在登录节点上编译，每个用户被限制了4个核心。

注意加上DEPS=1指定编译的文件依赖，否则并行编译会报错。

$ make DEPS=1 -j4 all
......
$ ls bin/
vasp_gam vasp_ncl vasp_std

2. AMD CPU + NVIDIA A100 GPU版本

编译环境参考了超算管理员给的guides文件。

注意：用户需要在有显卡硬件和驱动的节点上编译（即能找到nvidia-smi这个命令）。否则在编译到需要GPU硬件的代码时，会报错libcuda.so.1 not found。解决办法：先在CPU上编译，在报错之后再登录到GPU节点上继续编译，这样可以节省一些宝贵的机时。

2.1 编译环境加载

编译器套件：NVHPC 23.7
CUDA：11.8
数学库：Intel OneAPI 2024.0里的MKL
MPI：Cray MPICH 8.1.15
I/O增强：对应HVHPC编译的HDF5 (parallel version=1.12.1)

$ module swap PrgEnv-cray PrgEnv-nvhpc
$ module swap craype-x86-rome craype-x86-milan
$ module load craype-accel-nvidia80
$ module swap nvhpc nvhpc/23.7
$ module swap cuda cuda/11.8.0
$ module rm cray-libsci # cray-libsci may intefere with math libs
$ module load hdf5/1.12.1-nvhpc
$ module load mkl/2024.0
$ module list
Currently Loaded Modulefiles:
1) craype-x86-milan       6) craype/2.7.15          11) cuda/11.8.0
2) libfabric/1.11.0.4.125 7) cray-dsmml/0.2.2       12) craype-accel-nvidia80
3) craype-network-ofi    8) cray-mpich/8.1.15    13) hdf5/1.12.1-nvhpc
4) perftools-base/22.04.0 9) cray-pals/1.1.6       14) mkl/2024.0
5) nvhpc/23.7             10) PrgEnv-nvhpc/8.3.3

$ cp arch/makefile.include.nvhpc_ompi_mkl_omp_acc makefile.include

2.2 makefile.include修改

复制模板arch/makefile.include.nvhpc_ompi_mkl_omp_acc，主要修改的内容如下：

第2行：-DHOST的值我改为LinuxNVGPU（可选）。
在第8行：加入-Duse_bse_te \，打开BSE triplet excitation的支持（可选）。
第21-23行（行号取决于读者自己的文件）：C编译器CC从mpicc改为cc；Fortran编译器FC和链接器FCL的值中mpif90替换为ftn，然后根据自己的GPU架构和CUDA版本修改-gpu=（必须，强制）

-gpu=指定GPU的物理架构和CUDA版本：我所使用的GPU是A100为安培架构，代码cc80, CUDA版本为11.8。

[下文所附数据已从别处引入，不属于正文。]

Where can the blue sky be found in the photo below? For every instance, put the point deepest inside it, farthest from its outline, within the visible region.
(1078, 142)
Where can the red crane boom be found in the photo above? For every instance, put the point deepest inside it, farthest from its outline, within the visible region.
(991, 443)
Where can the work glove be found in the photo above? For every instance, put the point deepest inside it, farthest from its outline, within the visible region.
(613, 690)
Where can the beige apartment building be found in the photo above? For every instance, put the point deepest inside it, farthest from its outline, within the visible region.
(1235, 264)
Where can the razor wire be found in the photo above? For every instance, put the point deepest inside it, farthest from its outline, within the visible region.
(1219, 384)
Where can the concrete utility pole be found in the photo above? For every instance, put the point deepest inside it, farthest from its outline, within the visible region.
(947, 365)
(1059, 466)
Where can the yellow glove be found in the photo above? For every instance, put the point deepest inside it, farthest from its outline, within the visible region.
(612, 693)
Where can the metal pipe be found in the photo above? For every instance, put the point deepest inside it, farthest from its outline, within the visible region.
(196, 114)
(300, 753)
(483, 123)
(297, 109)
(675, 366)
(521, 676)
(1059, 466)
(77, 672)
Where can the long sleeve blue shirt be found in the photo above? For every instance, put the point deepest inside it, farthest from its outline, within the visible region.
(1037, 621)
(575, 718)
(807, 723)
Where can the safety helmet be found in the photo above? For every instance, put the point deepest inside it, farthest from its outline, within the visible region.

Pascal: cc60 (e.g., Tesla P100, GTX 1080)

Volta: cc70 (e.g., Tesla V100)

Turing: cc75 (e.g., RTX 2080)

Ampere: cc80 (e.g., A100, RTX 3080)

所以我的-gpu=cc80,cuda11.8。

第50行：nvc++改为CC
关于MKL：
方案1：注释掉原有的 MKLLIBS和它下面的LLIBS_MKL；改为只使用一个
LLIBS_MKL = -Mmkl -L$(MKLROOT)/lib/intel64 -lmkl_scalapack_lp64 -lmkl_blacs_intelmpi_lp64
方案2：取消#MKLLIBS = -Mmkl的注释；然后在它的下一行中的MKLLIBS =改成MKLLIBS += （加上一个加号）；接着修改在下面的LLIBS_MKL = -L$(MKLROOT)/lib -lmkl_scalapack_lp64 -lmkl_blacs_openmpi_lp64 $(MKLLIBS)中的-lmkl_blacs_openmpi_lp64为-lmkl_blacs_intelmpi_lp64（openmpi --> intelmpi）
不做修改可能会出现未定义引用错误libmkl_blacs_openmpi_lp64.so: undefined reference
第105-108行：取消注释，打开HDF5的支持（可选）

# Default precompiler options, ! revised from arch/makefile.include.nvhpc_ompi_mkl_omp_acc
CPP_OPTIONS = -DHOST=\"LinuxNVGPU\" \
            -DMPI -DMPI_INPLACE -DMPI_BLOCK=8000 -Duse_collective \
            -DscaLAPACK \
            -DCACHE_SIZE=4000 \
            -Davoidalloc \
            -Dvasp6 \
            -Duse_bse_te \
            -Dtbdyn \
            -Dqd_emulate \
            -Dfock_dblbuf \
            -D_OPENMP \
            -DACC_OFFLOAD \
            -DNVCUDA \
            -DUSENCCL

CPP       = nvfortran -Mpreprocess -Mfree -Mextend -E $(CPP_OPTIONS) $*$(FUFFIX)  > $*$(SUFFIX)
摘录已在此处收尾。